Negotiating Limitations of Liability in Technology Transactions
By Rob Scott
Scott & Scott
I am a lawyer in a boutique law firm that specializes in technology law matters. I support some of the world’s largest legal departments on IT procurement projects. The one inescapable trend I have seen in technology transactions is the prominence of risk balancing provisions in contracts. One of the most notable risk-balancing provisions is the limitations of liability. Historically, IT services and software were offered “as-is” or on a “best-efforts” basis with sweeping limitations of liability in favor of the vendor. For software purchased for on-premises deployment, such limitations of liability were generally accepted by customers. Today, the risk profile of most technology transactions has changed due to increased legal regulation of customer data. In response to this increased risk profile, the market adapted by tying limitations of liability to the revenue paid by the customer under the contract for either a trailing six or twelve months prior to an incident. Sophisticated customers objected to revenue-based limitations of liability because the potential claims scenarios involving data privacy and business continuity substantially outweighed the revenue paid.
As customers demanded greater risk balancing, sophisticated service providers secured professional liability insurance also known as cyber-liability coverage that protected each of the provider’s customers for a single annual premium tied to revenue. For SMB and mid-market deals most of my clients require vendors to carry adequate professional liability insurance to cover likely claims scenarios including data breach incident response, class action response, and regulatory response. Contractual risk balancing is achieved by limiting liability to the proceeds of insurance or a combination of the proceeds of insurance and some multiple of revenue for uncovered claims. For these reasons, limitations of liability provisions need to be reviewed in tandem with the indemnity provisions and the insurance provisions.

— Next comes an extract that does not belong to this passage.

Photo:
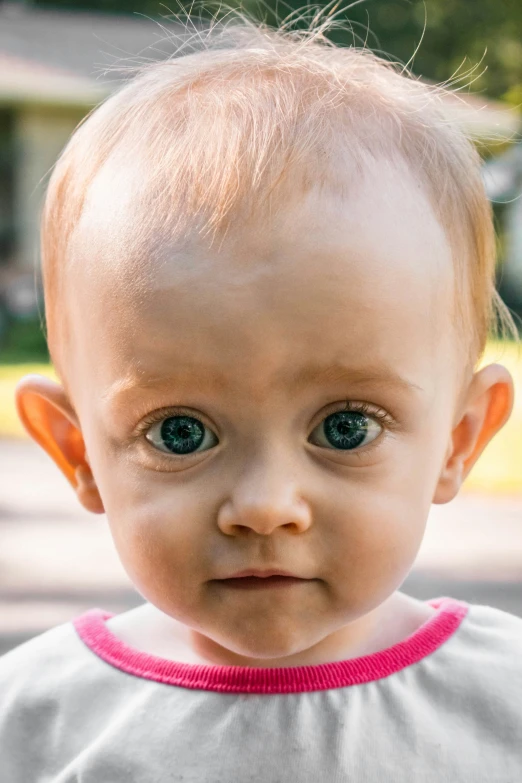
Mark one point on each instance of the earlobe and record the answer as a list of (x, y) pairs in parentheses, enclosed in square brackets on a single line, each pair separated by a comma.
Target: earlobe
[(49, 418), (487, 408)]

The cleanest way to accomplish risk balancing using professional liability insurance is to clearly define the insurance coverage, draft the indemnity provisions to be as broad as the coverage grant, i.e. all claims arising from the services, and craft the limitation of liability so it does not limit the client’s access to the insurance. Insurance provisions should clearly require the provider during the term and for period of one year after expiration, to carry professional liability including cyber liability coverage for data loss remediation, data breach incident response, crisis management, and regulatory response with an aggregate limit no less than the probable claim scenario amount. Even with good insurance language, narrowly crafted indemnity or limitations of liability provisions can be invoked by carriers to limit the availability of insurance proceeds in the event of a claim. I like to mirror the coverage grant language from the cyber liability policy directly into the indemnity provision so it is clear that the provider’s indemnity obligation is identical to the risk that has been transferred. Finally, the limitation of liability has to be crafted so that is tied to the proceeds of insurance or contains a carve-out from broader limitations for covered claims.
Limitations of liability tied to professional liability solves a portion of the risk balancing problem, but it does not solve the risk balancing problem for uncovered claims or for large vendors that do not carry professional liability coverage. When dealing with large vendors, third-party insurance is less common. Providers like Microsoft for example, do not agree to carry third-party insurance. In many instances, I have advised my clients to secure first party cyber-liability coverage to cover the increased risk associated with a transaction. Negotiating limitations of liability with these vendors is even more critical and therefore potentially contentious.
As hosting and cloud based services have emerged, risk balancing has become a central negotiating point in almost all technology transactions. The market is moving toward riskier delivery models. Taking advantage of emerging technology without bearing undue risk will be one of the factors that determines who wins and who loses.